という感じで、同世代他社 APS-C 機に比べて若干見劣りするかなあ、という思いは拭えません。

「高感度で良い画質欲しければフルサイズ使えよ!」ということになるわけですが、前編で書いたように長玉レンズが買えない身にとっては APS-C の画角が欲しいわけですからねぇ。

いずれにしても現在の APS-C 機としては画質的にはそう高いものではなく、かといって実用に困るほどでもないのが 7D Mark II。それでも、できるだけ良い画質を確保するために、

  • 高速シャッター速度が必要な被写体でも、シャッター速度を必要以上に上げすぎず=ISO感度をなるべく低く抑える
  • かといって、微ブレが目立つカメラでもあるので、ブレは腕と努力と体力で押さえ込む
  • 露出やコントラストを適切に撮って後処理を最小限にする、時には暗部ノイズを目立たなくさせるような露出で撮って後で調整する
  • JPEG 撮影時はホワイトバランスもしっかり現場でとる
  • 等倍で見ればフルサイズのような画質は望めないのだから、被写体をできるだけ大きく撮る(可能ならば)


といった、当たり前と言えば当たり前のことをしっかりやらなきゃならないカメラであり、その上で

適切な設定、撮り方かどうかで画質の落差の大きいカメラ


という印象です。
画素数が増えて画素ピッチが狭くなったせいか、適当に撮るとこれほどしっぺ返し食らう EOS も初めてな気がするくらいです。初代 7D に比べて +200万画素ですが、やたら微ブレに厳しくなった気もします。

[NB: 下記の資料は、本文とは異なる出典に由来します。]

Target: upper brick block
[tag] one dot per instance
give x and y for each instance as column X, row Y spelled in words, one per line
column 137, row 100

「おお、良いね!」と思える場合と、「なんじゃこりゃ」と思う場合の差、良い出来と悪い出来の落差、すなわち自分がどれほどちゃんと撮ったかの差が出やすいと感じています。

しっかり撮ればポテンシャルを十分引き出せるのは言う間でもないのですが、油断して気を抜いて撮るとかなり酷い写真になることも多々あって、シビアさは感じます。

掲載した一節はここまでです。